Search code examples
rplotcluster-analysisdbscan

R: How to add the noise cluster into DBSCAN plot


I'm trying to plot DBSCAN results. This is what I have done so far. My distance matrix is here.

dbs55_CR_EUCL = dbscan(writeCRToMatrix,eps=0.006, MinPts = 4, method = "dist")

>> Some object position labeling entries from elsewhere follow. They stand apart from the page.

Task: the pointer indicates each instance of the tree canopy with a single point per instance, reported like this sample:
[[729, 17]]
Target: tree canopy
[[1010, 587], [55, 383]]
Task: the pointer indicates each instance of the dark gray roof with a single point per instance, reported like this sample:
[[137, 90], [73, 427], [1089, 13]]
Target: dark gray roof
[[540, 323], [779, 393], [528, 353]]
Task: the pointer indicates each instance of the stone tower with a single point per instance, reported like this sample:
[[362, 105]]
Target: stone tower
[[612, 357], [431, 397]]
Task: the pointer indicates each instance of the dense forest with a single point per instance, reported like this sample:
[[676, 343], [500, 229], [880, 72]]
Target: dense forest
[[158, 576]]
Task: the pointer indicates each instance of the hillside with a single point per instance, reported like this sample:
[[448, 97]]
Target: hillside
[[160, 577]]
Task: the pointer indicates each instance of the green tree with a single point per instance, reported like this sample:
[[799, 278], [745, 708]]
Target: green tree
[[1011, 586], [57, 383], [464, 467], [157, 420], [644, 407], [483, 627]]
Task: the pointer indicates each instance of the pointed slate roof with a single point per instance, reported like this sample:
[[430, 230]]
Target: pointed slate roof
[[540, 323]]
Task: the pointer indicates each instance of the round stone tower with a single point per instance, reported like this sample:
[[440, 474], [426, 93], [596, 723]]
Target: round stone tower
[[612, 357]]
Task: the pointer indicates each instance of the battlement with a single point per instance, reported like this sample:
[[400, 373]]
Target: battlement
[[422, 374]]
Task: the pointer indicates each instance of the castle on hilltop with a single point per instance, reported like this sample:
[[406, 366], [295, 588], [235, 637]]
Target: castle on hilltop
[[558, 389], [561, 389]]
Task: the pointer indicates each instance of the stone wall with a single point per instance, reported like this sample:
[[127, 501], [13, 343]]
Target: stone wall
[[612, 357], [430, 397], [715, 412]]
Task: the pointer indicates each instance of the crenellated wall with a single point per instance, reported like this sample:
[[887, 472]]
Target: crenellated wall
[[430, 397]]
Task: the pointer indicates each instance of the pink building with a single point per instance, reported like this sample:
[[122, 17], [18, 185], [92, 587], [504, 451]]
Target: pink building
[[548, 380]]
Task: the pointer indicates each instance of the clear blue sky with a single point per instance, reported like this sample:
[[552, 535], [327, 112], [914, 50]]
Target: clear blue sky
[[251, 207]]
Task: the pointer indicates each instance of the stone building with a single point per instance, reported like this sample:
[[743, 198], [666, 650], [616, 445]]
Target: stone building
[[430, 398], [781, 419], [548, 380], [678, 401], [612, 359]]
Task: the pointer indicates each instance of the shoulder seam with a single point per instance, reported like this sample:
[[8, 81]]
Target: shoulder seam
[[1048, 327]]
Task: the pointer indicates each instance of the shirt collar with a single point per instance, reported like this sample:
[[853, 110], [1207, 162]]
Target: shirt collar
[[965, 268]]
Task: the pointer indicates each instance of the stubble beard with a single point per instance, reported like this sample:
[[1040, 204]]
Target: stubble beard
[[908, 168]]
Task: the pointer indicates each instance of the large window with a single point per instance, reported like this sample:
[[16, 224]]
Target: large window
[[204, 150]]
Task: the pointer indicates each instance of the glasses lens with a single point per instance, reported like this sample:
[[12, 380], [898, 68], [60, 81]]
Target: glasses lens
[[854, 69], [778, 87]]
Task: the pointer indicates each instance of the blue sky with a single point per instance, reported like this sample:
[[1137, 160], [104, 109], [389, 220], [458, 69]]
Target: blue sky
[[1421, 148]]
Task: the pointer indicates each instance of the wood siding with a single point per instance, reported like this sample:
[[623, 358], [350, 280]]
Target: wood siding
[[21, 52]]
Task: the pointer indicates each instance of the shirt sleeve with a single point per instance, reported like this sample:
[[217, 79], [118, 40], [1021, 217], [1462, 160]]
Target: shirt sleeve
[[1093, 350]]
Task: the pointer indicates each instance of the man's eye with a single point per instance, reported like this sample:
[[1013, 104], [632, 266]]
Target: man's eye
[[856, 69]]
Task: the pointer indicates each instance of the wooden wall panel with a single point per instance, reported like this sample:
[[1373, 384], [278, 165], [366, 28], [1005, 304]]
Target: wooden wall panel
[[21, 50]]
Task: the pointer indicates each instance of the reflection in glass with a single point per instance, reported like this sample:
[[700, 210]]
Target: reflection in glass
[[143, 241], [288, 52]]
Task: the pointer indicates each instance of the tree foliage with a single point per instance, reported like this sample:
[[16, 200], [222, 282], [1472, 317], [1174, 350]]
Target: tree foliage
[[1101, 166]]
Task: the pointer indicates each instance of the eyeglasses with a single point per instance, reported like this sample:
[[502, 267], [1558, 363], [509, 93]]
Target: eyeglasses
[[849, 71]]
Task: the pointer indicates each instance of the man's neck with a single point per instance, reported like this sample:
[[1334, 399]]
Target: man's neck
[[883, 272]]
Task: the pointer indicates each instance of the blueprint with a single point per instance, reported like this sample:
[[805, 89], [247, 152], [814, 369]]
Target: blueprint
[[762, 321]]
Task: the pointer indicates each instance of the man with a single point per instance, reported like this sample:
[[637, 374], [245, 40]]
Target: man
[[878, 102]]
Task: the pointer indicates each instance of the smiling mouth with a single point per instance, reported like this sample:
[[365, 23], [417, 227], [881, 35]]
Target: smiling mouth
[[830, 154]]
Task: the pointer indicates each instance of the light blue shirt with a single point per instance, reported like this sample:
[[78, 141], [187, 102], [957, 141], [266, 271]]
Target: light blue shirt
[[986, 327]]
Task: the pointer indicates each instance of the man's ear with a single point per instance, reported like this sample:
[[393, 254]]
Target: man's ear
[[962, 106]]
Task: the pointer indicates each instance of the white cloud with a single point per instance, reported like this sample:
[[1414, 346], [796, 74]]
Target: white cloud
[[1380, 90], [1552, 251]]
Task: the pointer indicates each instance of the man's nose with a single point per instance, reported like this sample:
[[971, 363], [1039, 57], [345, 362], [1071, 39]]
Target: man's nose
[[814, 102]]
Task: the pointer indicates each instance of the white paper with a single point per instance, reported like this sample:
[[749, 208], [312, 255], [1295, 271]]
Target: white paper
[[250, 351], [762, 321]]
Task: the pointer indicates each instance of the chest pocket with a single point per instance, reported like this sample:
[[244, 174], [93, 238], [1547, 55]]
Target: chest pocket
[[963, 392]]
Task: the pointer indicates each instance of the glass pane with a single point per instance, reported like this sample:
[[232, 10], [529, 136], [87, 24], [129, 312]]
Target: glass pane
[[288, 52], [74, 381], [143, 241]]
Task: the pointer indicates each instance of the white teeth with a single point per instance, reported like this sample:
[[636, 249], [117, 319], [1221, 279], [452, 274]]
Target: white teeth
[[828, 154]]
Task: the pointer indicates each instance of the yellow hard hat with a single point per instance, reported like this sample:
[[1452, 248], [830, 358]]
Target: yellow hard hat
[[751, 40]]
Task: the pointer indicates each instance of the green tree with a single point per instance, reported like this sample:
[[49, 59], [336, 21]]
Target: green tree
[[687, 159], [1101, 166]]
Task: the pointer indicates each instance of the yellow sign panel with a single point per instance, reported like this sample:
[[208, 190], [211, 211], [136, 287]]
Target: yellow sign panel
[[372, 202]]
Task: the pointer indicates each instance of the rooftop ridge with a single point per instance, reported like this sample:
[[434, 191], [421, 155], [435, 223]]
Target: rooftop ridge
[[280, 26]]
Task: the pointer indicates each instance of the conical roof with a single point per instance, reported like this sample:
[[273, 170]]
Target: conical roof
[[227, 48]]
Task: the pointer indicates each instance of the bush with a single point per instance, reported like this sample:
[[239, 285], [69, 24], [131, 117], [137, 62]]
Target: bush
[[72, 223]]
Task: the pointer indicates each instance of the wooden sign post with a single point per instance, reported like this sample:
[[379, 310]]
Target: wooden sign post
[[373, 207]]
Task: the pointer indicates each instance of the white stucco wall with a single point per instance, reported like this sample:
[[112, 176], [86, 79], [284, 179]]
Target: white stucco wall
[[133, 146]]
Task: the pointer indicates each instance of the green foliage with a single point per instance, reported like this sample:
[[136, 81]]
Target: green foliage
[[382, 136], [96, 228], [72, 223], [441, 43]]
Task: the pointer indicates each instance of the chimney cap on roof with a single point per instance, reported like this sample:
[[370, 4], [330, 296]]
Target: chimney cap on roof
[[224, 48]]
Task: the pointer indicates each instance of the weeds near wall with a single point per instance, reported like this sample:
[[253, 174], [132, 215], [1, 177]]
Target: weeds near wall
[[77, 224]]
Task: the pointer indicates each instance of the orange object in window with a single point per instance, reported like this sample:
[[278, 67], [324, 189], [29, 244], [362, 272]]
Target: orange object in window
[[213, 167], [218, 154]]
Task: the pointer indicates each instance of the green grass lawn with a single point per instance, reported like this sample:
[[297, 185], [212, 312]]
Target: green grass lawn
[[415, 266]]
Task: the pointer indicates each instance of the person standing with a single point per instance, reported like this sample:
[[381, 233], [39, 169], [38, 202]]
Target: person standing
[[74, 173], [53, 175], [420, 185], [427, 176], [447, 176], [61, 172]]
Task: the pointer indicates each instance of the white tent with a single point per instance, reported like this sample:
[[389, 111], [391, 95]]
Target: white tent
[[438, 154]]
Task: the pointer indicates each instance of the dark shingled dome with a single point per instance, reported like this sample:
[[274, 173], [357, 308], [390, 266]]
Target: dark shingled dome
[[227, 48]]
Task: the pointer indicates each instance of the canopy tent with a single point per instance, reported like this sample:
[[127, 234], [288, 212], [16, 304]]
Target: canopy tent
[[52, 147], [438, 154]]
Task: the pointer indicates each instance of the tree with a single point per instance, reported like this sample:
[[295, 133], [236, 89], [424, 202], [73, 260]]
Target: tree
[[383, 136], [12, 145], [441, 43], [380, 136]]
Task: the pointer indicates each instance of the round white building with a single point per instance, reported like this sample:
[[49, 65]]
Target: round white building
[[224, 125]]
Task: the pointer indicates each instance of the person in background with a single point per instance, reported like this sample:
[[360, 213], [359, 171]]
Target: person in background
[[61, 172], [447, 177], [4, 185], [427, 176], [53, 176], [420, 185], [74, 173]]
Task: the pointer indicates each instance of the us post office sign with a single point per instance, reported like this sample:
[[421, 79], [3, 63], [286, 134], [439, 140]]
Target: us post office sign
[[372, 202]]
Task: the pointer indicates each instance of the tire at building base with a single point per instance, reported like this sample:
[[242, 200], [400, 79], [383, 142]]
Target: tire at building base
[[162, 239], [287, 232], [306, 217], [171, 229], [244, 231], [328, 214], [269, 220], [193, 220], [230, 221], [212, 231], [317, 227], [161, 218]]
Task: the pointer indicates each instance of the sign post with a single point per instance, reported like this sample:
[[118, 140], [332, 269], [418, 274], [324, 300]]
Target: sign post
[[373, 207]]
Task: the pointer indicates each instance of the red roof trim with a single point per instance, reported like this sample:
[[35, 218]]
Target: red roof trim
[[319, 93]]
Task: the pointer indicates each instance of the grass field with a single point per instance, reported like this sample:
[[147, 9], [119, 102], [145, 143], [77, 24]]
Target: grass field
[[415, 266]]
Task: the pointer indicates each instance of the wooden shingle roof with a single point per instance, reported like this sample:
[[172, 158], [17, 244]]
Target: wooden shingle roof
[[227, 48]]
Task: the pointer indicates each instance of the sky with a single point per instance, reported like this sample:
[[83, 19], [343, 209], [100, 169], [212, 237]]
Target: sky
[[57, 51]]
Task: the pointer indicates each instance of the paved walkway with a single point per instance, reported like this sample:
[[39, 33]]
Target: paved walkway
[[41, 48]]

plot(writeCRToMatrix[dbs55_CR_EUCL$cluster>0,], 
     col=dbs55_CR_EUCL$cluster[dbs55_CR_EUCL$cluster>0],
     main="DBSCAN Clustering K = 4 \n (EPS=0.006, MinPts=4) without noise",
     pch = 20)

This is the plot: enter image description here

When I tried plotting all the clusters including the noise cluster I could only see 2 points in my plot. enter image description here

What I'm looking for are

  1. To add the points in the noise cluster to the plot but with a different symbol. Something similar to the following picture

enter image description here

  1. Shade the cluster areas like in the following picture

enter image description here


Solution

  • Noise clusters have an id of 0. R plots usually ignore a color of 0 so if you want to show the noise points (as black) then you need to do the following:

    plot(writeCRToMatrix, 
      col=dbs55_CR_EUCL$cluster+1L,
      main="DBSCAN Clustering K = 4 \n (EPS=0.006, MinPts=4) with noise",
      pch = 20)
    

    If you want a different symbol for noise then you could do the following (adapted from the man page):

    library(dbscan)
    n <- 100
    x <- cbind(
         x = runif(10, 0, 10) + rnorm(n, sd = 0.2),
         y = runif(10, 0, 10) + rnorm(n, sd = 0.2)
    )
    
    res <- dbscan::dbscan(x, eps = .2, minPts = 4)
    plot(x, col=res$cluster, pch = 20)
    points(x[res$cluster == 0L], col = "grey", pch = "+")
    

    Here is code that will create a shaded convex hull for each cluster

    library(ggplot2)
    library(data.table)
    library(dbscan)
    
    
    dt <- data.table(x, level=as.factor(res$cluster), key = "level")
    hulls <- dt[, .SD[chull(x, y)], by = level]
    
    ### get rid of hull for noise
    hulls <- hulls[level != "0",]
    
    cols <- c("0" = "grey", "1" = "red", "2" = "blue")
    
    ggplot(dt, aes(x=x, y=y, color=level)) +
      geom_point() +
      geom_polygon(data = hulls, aes(fill = level, group = level),
        alpha = 0.2, color = NA) +
      scale_color_manual(values = cols) +
      scale_fill_manual(values = cols)
    

    Hope this helps.